Im Jahr 1892 wurde Dr. Rudolf Diesel ein Patent auf seine bahnbrechende Erfindung erteilt: ein Verbrennungsmotor, wo nur die Verdichtungswärme das eingespritzte und feinverteilte Öl anzündet. Er führte eine Reihe von Versuchen in den Werkstätten von MAN in Augsburg durch, und hatte in 1896 ein stabil rennender Motor mit einer Effektivität, deutlich besser als die Dampfmaschine. Dieser Prozess und der Motor erhielten anschließend seinen Namen; der Dieselprozess und der Dieselmotor.

B&W folgte in diesen Experimenten mit, und unterzeichnete in 1898 ein Lizenzabkommen mit Rudolf Diesel. Dieses Abkommen gab B&W das Recht selbst Motoren nach den Zeichnungen von Diesel zu produzieren. B&W produzierte ein Prototyp, mit anschließende Änderungen. Der erste Motor wurde an einer Wagenfabrik auf Frederiksberg verkauft und wurde nach verschiedenen Tests in 1904 an den Kunden geliefert. Sein Zweck war einen Dynamo zu ziehen, um Strom für die Beleuchtung der Fabrik zu produzieren, und die Maschinen durch eine Antriebswelle zu betrieben.
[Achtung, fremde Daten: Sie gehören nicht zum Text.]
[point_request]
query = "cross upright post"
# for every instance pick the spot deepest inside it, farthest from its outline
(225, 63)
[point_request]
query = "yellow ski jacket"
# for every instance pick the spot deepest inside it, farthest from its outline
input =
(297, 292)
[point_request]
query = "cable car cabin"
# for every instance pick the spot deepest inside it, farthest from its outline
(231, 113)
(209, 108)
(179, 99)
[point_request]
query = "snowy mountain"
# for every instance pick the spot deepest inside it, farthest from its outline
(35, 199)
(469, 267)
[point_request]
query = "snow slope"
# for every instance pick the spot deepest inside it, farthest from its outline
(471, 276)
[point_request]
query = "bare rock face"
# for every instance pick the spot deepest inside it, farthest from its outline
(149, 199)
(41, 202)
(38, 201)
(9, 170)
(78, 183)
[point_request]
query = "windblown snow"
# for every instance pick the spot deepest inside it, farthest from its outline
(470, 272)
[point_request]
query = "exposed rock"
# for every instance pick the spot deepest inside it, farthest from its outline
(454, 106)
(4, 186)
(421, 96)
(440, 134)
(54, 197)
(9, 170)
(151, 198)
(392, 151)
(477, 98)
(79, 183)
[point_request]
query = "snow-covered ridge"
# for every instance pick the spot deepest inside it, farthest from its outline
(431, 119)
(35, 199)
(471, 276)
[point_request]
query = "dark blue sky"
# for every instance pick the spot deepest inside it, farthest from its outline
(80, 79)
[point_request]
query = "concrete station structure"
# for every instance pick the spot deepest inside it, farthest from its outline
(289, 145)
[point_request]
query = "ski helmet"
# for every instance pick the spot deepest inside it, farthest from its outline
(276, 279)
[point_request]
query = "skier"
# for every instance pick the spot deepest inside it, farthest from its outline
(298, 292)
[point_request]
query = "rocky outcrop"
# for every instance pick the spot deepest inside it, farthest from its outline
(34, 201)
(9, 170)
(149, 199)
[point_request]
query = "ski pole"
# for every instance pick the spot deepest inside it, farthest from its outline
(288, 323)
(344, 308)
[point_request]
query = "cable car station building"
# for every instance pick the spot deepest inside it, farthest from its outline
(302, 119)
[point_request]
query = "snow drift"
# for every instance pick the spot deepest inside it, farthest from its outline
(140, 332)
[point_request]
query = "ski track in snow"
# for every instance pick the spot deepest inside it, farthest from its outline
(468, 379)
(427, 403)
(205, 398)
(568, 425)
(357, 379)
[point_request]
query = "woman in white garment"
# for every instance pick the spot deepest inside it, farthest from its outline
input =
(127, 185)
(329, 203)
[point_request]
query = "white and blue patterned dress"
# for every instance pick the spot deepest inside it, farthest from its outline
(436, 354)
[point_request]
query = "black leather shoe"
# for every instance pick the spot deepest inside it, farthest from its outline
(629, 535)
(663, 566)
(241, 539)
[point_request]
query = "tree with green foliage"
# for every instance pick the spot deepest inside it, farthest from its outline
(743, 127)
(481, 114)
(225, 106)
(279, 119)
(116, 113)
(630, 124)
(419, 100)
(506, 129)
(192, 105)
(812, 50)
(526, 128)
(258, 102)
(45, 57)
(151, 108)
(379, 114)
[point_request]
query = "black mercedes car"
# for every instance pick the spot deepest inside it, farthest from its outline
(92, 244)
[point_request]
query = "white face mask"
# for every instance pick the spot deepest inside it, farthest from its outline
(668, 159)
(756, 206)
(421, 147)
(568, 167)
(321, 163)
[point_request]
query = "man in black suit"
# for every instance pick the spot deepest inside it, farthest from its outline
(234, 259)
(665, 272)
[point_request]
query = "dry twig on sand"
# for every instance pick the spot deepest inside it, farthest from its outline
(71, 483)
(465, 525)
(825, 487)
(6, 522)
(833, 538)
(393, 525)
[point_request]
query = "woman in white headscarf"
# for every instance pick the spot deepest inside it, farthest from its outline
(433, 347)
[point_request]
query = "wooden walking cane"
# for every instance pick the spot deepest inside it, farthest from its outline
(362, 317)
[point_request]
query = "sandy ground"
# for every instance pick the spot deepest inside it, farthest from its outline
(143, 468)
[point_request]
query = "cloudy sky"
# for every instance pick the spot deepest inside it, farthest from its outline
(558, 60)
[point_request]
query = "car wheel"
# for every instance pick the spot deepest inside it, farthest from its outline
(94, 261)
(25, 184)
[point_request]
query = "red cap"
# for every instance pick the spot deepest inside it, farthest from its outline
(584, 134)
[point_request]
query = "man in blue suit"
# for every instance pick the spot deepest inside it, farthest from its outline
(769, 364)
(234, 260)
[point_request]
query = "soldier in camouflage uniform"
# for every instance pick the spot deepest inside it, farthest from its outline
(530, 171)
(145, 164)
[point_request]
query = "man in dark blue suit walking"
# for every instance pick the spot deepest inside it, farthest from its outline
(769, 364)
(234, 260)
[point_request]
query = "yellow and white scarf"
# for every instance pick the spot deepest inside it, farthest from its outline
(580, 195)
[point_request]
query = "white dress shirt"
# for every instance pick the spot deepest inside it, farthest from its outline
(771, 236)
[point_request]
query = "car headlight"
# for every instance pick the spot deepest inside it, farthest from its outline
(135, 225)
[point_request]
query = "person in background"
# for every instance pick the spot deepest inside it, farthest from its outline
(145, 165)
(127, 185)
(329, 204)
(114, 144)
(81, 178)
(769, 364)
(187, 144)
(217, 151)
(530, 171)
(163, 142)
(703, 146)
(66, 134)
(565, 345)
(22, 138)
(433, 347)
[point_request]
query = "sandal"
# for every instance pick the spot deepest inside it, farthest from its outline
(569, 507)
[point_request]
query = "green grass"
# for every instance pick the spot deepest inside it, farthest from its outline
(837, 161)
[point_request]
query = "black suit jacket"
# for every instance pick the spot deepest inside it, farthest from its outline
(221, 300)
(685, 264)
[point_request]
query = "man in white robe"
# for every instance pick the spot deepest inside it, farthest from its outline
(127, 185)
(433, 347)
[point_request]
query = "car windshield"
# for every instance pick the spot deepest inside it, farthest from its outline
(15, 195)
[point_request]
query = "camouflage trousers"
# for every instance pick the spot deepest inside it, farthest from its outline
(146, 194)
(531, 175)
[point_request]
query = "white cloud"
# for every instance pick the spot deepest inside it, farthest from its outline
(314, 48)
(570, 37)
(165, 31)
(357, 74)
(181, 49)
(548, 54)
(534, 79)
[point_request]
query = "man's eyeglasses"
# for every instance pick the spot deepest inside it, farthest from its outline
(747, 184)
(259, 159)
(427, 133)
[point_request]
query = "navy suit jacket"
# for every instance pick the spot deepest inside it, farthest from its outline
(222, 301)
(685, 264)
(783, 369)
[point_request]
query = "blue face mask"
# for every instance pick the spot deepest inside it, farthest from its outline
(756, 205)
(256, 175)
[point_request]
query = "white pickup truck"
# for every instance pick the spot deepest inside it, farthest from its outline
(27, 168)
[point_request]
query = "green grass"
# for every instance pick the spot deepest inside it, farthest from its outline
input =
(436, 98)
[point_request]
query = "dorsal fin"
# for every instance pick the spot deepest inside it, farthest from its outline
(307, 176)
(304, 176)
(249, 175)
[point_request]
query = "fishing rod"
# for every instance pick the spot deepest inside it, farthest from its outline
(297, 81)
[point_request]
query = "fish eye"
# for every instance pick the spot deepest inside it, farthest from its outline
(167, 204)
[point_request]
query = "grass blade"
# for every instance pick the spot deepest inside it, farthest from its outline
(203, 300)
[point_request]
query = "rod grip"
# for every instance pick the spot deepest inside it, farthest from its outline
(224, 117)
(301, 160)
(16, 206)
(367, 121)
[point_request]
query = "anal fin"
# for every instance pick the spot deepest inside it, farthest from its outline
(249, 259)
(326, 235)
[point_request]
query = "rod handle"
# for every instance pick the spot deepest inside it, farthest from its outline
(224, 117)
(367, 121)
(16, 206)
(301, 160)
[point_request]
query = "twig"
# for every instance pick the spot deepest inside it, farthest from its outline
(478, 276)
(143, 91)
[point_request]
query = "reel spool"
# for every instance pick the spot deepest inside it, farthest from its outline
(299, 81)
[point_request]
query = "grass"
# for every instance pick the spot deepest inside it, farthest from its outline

Nach etwa 20 Jahren Betrieb wurde er an eine Pumpstation(Entwässerungsanlage) in Hørslev, Jütland, verkauft, wo er unproblematisch mit der Arbeit weiterlief.

Als B&W in 1943 sein 100-Jähriges Jubiläum feierte, wurde es beschlossen ein Museum zu errichten, das über die Geschichte des Unternehmens erzählen sollte. In diesem Zusammenhang war es eindeutig zu versuchen den ersten Motor, der noch in Betrieb war, zurückzukaufen. Das wurde geschafft, und als das neue Museum in 1946 eingeweiht wurde war der Motor als Sehenswürdigkeit aufgestellt, aber nicht Betriebsfähig. Als MAN Diesel & Turbo die Möglichkeit erhielte das alte Museum zum H. C. Ørsted Kraftwerk umzuziehen, war es eindeutig den alten Motor zu renovieren und ihm in fahrbaren Zustand zu bringen. Der Motor wurde anschließend auf sein eigenes Fundament aufgestellt, mit Wasser, Öl und Abgasrohren angeschlossen und ist jetzt Betriebsfähig.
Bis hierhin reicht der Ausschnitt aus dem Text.